Safety is often measured in terms of the expected chances of various events occurring.  For example, the probability of a flood of a certain size can be described in terms of how often it is thought such a flood would occur.  A ‘hundred year flood’ would mean a flood expected to occur once every hundred years, on average.  For an earthquake, if we knew and understood precisely the tectonic plates and their composition and movement, we could predict exactly when and where earthquakes would take place.  Unfortunately, we don’t have this knowledge, and so we have to resort to guessing based on the data available.  For example, in Japan, a magnitude 9 earthquake and 10m tsunami was considered so unlikely, that the nuclear plant at Fukushima was not built to withstand what happened in March 2011.

What if we don’t want to guess?

Past behaviour is considered a good indicator for future behaviour, and so another approach is to look at historical data. If one groups together all incidents which resulted from unexpected situations, whether earthquake, operator error or equipment failure, it is easy to get a count of these.  The first place you may think of looking, is the International Atomic Energy Association (IAEA) website.  Amazingly, they collect incident reports, but do not make any statistics or raw data available.  But The Guardian published statistics which use the INES scale to rate the severity of the accident.  INES 4 is defined as an accident involving significant damage and “high probability of significant public exposure” to radiation, and both Fukushima and Chernobyl were INES 7 events, the highest number on the scale.

A simplified analysis

The Guardian lists 11 accidents rated INES 4 and above (Fleurus, Tokaimura, Tomsk, Saint Laurent des Eaux, Jaslovské Bohunice, Fukushima, Three Mile Island, Windscale Pile, Chalk River, Kyshtym, and Chernobyl).  According to the IAEA, there are about 440 reactors worldwide, so a simplified analysis is 11 out of 440, or 2.5% of civil reactors have had serious accidents.

Accidents per operating year

According to world-nuclear,org, by 2011 there had been a total of about 15000 total reactor operating years.  Dividing by 11 accidents gives one accident every 1400 operating years, or 0.0007 accidents per operating year.  With 440 reactors in operation, 1400 operating years will occur in about 3.2 calendar years.  That means at current level of nuclear power use, based on history we should expect a serious accident (INES 4 or above) every four years.

If we consider only the two INES 7 accidents, the same calculation will show we have had one such incident per 7500 operating years.  With 440 reactors, we should expect one such incident every 17 years.

When next?

By these figures, another large scale accident is likely to happen before 2018.  With each disaster, safety precautions are hopefully gradually improved, which may increase the time before the next disaster.  On the other hand, as more nuclear reactors are built, the operating years per calendar year increases, which will tend to decrease the time before the next disaster.

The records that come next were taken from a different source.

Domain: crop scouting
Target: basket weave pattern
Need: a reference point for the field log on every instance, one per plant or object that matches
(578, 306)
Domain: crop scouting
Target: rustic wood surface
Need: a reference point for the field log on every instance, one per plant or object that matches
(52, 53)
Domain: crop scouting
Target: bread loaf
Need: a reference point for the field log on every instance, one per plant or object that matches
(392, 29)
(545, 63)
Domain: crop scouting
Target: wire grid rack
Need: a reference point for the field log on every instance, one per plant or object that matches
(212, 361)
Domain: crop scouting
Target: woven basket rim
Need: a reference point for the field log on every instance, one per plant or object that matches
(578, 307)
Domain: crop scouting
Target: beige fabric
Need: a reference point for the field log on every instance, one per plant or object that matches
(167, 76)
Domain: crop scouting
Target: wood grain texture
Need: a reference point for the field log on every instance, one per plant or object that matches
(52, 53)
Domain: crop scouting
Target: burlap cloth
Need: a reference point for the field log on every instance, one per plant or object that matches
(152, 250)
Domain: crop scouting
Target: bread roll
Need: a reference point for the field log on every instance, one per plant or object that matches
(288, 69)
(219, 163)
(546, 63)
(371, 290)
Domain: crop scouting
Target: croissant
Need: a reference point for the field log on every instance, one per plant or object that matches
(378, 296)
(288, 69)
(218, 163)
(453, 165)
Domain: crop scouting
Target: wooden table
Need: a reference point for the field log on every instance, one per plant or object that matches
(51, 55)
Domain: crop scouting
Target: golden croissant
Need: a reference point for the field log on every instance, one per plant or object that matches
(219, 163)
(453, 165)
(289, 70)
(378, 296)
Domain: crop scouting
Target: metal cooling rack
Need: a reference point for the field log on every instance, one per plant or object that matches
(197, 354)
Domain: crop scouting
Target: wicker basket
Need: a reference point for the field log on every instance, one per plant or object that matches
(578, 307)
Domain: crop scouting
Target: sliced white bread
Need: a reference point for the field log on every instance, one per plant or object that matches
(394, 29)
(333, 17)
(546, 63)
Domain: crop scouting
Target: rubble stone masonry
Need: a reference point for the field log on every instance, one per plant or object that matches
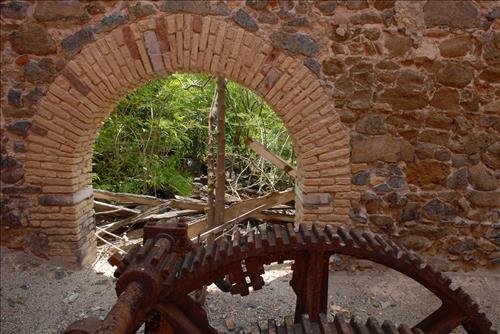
(393, 107)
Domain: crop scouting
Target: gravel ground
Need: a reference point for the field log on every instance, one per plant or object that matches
(39, 298)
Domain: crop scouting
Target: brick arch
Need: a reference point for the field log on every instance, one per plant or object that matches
(69, 117)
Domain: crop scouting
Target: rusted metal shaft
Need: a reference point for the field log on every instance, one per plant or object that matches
(127, 313)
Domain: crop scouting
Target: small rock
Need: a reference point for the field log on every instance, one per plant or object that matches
(327, 7)
(189, 6)
(484, 198)
(141, 9)
(381, 221)
(68, 10)
(458, 179)
(14, 98)
(32, 38)
(455, 74)
(298, 22)
(361, 178)
(257, 4)
(20, 127)
(34, 95)
(110, 22)
(59, 274)
(230, 324)
(416, 242)
(71, 298)
(446, 98)
(333, 66)
(426, 172)
(295, 43)
(372, 124)
(366, 18)
(313, 65)
(74, 43)
(40, 71)
(438, 211)
(455, 47)
(243, 19)
(397, 45)
(268, 17)
(455, 14)
(481, 178)
(14, 9)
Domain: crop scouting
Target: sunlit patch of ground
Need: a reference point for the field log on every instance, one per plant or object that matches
(40, 298)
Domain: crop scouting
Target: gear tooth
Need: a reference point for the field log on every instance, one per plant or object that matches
(167, 266)
(330, 233)
(345, 236)
(372, 242)
(291, 235)
(373, 325)
(404, 329)
(389, 327)
(357, 326)
(443, 279)
(198, 258)
(221, 250)
(303, 236)
(382, 241)
(187, 263)
(341, 325)
(259, 242)
(211, 248)
(358, 237)
(315, 234)
(277, 234)
(250, 238)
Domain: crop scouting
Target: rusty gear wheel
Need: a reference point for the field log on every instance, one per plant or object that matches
(236, 264)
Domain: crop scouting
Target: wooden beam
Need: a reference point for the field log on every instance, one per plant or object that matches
(271, 157)
(138, 218)
(274, 217)
(173, 214)
(221, 154)
(186, 203)
(117, 210)
(241, 209)
(211, 162)
(127, 198)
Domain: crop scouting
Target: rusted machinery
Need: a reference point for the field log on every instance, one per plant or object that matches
(154, 281)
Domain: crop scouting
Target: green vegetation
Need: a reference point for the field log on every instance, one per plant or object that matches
(155, 140)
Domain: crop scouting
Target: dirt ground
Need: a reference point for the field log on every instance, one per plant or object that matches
(40, 298)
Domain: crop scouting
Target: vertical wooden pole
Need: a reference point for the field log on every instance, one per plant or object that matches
(221, 152)
(211, 163)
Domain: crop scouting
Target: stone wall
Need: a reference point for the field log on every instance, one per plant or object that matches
(414, 84)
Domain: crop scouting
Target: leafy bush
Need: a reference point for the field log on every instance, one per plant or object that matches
(157, 135)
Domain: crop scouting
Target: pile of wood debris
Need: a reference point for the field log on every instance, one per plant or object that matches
(211, 211)
(121, 216)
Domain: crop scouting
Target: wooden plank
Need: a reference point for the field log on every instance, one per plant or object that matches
(173, 214)
(221, 154)
(138, 218)
(103, 208)
(271, 157)
(274, 217)
(188, 204)
(241, 209)
(127, 197)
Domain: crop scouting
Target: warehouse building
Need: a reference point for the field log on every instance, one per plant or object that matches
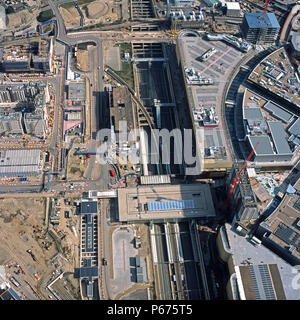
(255, 272)
(281, 230)
(259, 29)
(15, 163)
(10, 123)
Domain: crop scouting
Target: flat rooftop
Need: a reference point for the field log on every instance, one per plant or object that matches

The nuclear industry has recently avoided making numerical predictions, perhaps having learned from now infamous quotes such as Carlos Rojas-Palmas in 2004  saying “The chance of another nuclear disaster like Chernobyl is less than one in 10 million”.  A disaster of the same scale happened just 7 years later in Fukushima. Another reason is because any figure is a source of ethical difficulty.  Is it ‘ok’ to have a Fukushima every 50 years? Every 500 years?  These are question that lead us to think that it is not defensible to hide the catastrophic nature of nuclear disasters behind statistical technicalities.  It’s a risk we should not contemplate taking. Yet another reason for avoiding quantifying risks is that when these theoretical predictions are compared with the actual track record of nuclear, they are found to be very different.


Modelling risk takes into account all expected risks. It is the unexpected risk factor, which by definition cannot be modelled, that should make us wary of reassurances from the nuclear industry about the predicted safety figures. There is one safe way to deal with nuclear reactors – don’t build them.


The World Nuclear Industry Status Report 2010–2011, M Schneider et al.